Tuesday, 30 July 2013

Back from Bassin d'Arcachon

I am finally back from my holidays at the Bassin d'Arcachon and I thought it was worth posting about it.
The typical part of this area is its bay. As it is connected to the sea and rather flat, the tide has extreme influence over the landscape. The water coverage varies from about 155 km2 at high tide (picture on the left below) and only 40 km2 at low tide (picture on the right). This peculiarity has been exploited to grow oysters. 
Note that the Atlantic sea is on the left and the sand coast is whitish on the pictures, habitations are grey-ish.
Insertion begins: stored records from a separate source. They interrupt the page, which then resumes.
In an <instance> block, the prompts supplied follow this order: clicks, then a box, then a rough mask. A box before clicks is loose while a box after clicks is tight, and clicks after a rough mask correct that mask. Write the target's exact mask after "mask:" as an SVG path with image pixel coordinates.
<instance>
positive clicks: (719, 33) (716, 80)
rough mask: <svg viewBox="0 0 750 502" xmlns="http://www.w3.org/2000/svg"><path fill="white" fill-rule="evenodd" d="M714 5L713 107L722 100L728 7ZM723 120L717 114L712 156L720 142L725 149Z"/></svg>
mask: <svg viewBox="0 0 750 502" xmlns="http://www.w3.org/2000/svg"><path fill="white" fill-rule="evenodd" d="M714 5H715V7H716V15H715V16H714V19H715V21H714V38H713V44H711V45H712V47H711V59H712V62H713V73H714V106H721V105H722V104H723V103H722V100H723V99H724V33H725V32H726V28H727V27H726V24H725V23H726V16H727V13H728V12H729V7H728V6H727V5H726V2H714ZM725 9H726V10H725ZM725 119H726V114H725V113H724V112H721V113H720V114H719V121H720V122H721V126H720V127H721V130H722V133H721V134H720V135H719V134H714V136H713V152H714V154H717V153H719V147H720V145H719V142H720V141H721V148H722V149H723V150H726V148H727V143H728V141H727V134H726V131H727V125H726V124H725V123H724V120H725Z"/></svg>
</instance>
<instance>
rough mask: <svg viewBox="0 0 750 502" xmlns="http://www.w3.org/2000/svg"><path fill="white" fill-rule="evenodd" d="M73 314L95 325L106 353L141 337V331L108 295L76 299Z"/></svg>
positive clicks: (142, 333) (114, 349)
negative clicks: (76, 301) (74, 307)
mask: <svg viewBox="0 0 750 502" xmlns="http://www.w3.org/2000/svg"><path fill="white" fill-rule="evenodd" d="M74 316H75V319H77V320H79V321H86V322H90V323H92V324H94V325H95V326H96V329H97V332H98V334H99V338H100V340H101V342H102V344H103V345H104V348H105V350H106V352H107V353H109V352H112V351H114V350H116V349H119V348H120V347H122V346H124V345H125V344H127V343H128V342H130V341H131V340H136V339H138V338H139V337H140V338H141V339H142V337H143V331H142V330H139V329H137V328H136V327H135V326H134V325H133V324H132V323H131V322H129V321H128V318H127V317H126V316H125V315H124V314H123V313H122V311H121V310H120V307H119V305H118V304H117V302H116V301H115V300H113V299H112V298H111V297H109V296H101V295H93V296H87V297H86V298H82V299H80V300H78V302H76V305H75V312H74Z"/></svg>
A couple of pictures I took to illustrate this effect:

Andernos, full (high tide)

Same place a couple of hours later, empty (low tide)

Claouey, low tide

La pointe aux chevaux, low tide
(where we made the horses cross at low tide to go to the island in the middle of the bay)

Same, on its way to high tide
Boats are now floating; you need to calculate and accommodate to the tide when
you want to navigate: you cannot go whenever you want as you need to have
enough water both to leave and to come back.

Petit Piquey, low tide

Same place, with the famous Dune du Pyla in the background
This dune is the tallest sand dune in Europe, with a height of 110 meters above the sea level. Have a look at some pictures I found on the web; it's like a trip to the Sahara's desert!